The 8th annual Sofia Pride march in support of the rights of lesbian, gay, bisexual, transgender and intersex (LGBTI) people will take place on 27 June 2015. It will start at 17:00 h. from the Soviet Army monument in Knyazheska Garden, Sofia.
Sofia Pride is the biggest annual event dedicated to the equality and human rights of all citizens and the biggest event increasing the visibility of LGBTI people in the country.
The focus of this year’s Pride is the discrimination against LGBTI people in educational institutions. According to the organisers, almost all non-heterosexual and transgender people have faced discrimination in education, yet the problem continues to be unrecognised, invisible and unaddressed by parents and teachers, as well as experts, including in higher education establishments.

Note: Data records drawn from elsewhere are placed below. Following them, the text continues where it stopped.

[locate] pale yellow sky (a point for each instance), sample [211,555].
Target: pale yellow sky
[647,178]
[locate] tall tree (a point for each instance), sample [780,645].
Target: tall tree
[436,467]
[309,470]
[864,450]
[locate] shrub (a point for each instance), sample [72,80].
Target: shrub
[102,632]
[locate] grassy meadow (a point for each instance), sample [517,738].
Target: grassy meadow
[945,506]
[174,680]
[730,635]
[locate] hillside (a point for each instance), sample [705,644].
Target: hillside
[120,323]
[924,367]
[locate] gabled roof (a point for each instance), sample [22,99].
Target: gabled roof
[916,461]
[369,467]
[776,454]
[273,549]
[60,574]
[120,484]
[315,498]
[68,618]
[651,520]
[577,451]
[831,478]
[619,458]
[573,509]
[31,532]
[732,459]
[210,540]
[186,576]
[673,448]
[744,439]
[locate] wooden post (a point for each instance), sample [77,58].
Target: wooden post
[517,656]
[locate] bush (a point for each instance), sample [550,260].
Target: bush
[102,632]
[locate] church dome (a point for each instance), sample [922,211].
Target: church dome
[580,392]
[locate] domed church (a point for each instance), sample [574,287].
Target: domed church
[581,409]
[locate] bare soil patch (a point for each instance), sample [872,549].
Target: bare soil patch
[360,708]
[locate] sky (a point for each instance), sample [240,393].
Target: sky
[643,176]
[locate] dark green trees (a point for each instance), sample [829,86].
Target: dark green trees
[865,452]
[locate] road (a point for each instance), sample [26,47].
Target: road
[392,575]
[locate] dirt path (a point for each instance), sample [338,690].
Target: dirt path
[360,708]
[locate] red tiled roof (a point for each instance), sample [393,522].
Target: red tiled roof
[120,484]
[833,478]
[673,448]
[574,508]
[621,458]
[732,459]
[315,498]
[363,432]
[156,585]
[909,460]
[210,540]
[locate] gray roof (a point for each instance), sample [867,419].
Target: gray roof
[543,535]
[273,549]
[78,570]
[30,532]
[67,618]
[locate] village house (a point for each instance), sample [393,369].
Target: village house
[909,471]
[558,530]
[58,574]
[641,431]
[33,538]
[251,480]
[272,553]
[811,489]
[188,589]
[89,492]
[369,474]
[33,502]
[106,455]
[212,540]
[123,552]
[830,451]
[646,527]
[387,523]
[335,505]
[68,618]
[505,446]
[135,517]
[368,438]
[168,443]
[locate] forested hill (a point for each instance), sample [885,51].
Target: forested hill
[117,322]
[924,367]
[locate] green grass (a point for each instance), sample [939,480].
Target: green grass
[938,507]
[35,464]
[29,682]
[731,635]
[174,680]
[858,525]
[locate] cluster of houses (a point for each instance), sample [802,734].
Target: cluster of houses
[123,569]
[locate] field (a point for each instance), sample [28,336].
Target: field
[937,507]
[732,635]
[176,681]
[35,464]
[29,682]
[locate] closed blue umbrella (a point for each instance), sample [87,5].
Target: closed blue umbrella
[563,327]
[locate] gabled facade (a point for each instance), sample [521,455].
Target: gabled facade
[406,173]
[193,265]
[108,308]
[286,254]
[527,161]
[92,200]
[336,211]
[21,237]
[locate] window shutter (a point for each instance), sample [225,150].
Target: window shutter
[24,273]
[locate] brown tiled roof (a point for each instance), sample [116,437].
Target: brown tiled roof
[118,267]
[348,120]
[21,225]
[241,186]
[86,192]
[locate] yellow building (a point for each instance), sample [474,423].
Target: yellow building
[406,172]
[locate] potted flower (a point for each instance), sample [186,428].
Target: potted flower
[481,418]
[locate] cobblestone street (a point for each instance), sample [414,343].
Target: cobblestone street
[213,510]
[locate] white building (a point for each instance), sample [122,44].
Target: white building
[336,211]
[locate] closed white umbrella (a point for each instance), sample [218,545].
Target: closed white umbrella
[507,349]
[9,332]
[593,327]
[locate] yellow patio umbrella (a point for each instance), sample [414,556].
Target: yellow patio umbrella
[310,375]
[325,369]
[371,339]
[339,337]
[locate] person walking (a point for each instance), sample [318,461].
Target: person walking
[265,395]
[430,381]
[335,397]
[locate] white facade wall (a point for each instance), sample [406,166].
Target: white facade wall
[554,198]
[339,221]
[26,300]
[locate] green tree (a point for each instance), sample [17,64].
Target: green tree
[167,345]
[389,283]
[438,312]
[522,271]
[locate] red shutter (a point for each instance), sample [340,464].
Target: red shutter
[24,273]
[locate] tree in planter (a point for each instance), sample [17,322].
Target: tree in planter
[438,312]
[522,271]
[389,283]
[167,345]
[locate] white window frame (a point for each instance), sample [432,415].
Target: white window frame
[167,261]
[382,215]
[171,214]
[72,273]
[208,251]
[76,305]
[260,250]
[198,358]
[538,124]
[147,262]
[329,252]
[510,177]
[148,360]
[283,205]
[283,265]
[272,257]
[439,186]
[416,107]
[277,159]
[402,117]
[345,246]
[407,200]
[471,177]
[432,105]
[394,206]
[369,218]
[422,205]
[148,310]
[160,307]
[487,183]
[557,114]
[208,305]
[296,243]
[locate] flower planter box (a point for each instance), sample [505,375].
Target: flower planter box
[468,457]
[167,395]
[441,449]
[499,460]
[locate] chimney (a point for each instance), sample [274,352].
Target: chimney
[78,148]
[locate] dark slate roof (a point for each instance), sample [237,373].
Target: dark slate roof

The Pride organisers cite data from the EU Fundamental Rights Agency (FRA), which in 2012 published the results of a survey among LGBT people in Bulgaria. From the 1034 people surveyed, 71% responded that they “always” or “often” had to hide the fact that they were non-heterosexual or transgender in school. 72% had experienced negative attitudes or comments for being LGBT, while 95% had witnessed negative attitudes or comments towards another LGBT person.
“Schools and universities are places where young people actively socialise and spend a large part of their time”, said Monika Pisankaneva from Resource Centre Bilitis, one of the event organisers. “For this reason it is very important that these spaces are safe and inclusive and that people feel comfortable and not odd and unwelcomed. People who do not feel accepted cannot interact positively with their peers and teachers. This undermines the possibilities to realise their potential and can lead to disruption in the education process and later on – to poorer performance in life.”
“This situation is of grave concern but this is not only a problem in Bulgaria”, says Radosav Stoyanov from the Bulgarian Helsinki Committee, another one of the organisers. “What is different in other EU member states, however, is the recognition, analysis, prevention and public debate about this issue. Unfortunately Bulgarian teachers and experts from the helping professions and social sciences do not have the necessary training for working with marginalised groups and the specific needs and problems of the LGBT
group are completely alien for them.” According to Stoyanov, higher education institutions in Bulgaria do not include in their curriculum sufficient material about marginalised communities, which deprives civil society organisations and state institutions of the human resources necessary to work on these issues.
Marko Markov from the youth LGBT association “Deystvie” says that over the years many young people have shared with the organisation their stories of pain and discrimination. “Non-heterosexual and transgender youth often have to hide who they are even from their family and friends, or are subjected to verbal, psychological and even physical abuse, including at home. The worst thing is when they are blamed for their own rejection”.
Simeon Vassilev from the newly founded organisation GLAS is nevertheless an optimist. “We are highly motivated to address these issues. We plan to focus on the hostility in the family environment but also in other spheres of social life. The public debates and awareness of these issues provide invaluable help. Adults have to be more aware of their children’s problems and to know how to respond adequately. Otherwise the price may be too high.”
Sofia Pride 2015 will be preceded by the traditional Sofia Pride film fest and Sofia Pride art week.